Sidang pemungutan suara pemakzulan Presiden Rousseff dimulai

Brasilia Hak atas foto AP
Image caption Para pengamat menduga Senat akan mendukung pemakzulan Presiden Rousseff.

Senat Brasil sudah membuka sidang untuk melakukan penghitungan suara guna memutuskan pemakzulan Presiden Dilma Rousseff.

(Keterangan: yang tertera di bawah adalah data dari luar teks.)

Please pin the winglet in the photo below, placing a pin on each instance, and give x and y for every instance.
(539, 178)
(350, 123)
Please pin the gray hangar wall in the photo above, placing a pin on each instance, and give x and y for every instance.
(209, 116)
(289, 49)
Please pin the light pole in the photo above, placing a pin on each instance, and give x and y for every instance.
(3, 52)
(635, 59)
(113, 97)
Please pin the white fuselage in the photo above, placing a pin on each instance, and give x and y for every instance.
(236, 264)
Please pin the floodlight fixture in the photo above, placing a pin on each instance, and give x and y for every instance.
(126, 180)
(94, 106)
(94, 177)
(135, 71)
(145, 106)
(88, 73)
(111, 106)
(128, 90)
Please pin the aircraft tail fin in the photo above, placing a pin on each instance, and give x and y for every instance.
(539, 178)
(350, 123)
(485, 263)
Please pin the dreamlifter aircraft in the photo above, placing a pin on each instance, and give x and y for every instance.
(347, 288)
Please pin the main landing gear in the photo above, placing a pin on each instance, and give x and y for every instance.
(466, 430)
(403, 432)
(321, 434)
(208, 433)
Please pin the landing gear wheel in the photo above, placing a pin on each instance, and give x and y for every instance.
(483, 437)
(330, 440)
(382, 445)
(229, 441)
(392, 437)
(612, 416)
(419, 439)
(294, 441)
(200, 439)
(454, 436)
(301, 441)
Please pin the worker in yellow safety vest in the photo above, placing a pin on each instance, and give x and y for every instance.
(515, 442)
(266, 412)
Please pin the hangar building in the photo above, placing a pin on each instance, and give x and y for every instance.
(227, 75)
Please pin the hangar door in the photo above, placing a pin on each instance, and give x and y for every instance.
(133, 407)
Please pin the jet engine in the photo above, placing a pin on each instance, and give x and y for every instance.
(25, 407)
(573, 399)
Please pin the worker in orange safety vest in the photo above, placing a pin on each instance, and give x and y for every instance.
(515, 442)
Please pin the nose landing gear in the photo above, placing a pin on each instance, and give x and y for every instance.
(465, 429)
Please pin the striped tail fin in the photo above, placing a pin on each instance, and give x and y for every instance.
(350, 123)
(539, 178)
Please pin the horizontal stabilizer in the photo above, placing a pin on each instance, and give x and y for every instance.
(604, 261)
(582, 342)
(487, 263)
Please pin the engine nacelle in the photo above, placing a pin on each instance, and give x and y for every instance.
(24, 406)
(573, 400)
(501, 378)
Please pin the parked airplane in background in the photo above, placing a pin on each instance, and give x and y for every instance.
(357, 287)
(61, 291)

Dia dituduh menutup-nutupi masalah perekonomian negara itu dengan merekayasa anggaran.

Jika terbukti -dan banyak pengamat menduga seperti itu- maka presiden perempuan pertama Brasil ini akan diberhentikan dari jabatan presiden, yang sekaligus mengakhiri pemerintahan kubu politik sayap kiri, Partai Pekerja, selama 13 tahun belakangan.

Hak atas foto AFP
Image caption Pendukung Rousseff menggelar aksi di luar Istana Presiden di Brasilia.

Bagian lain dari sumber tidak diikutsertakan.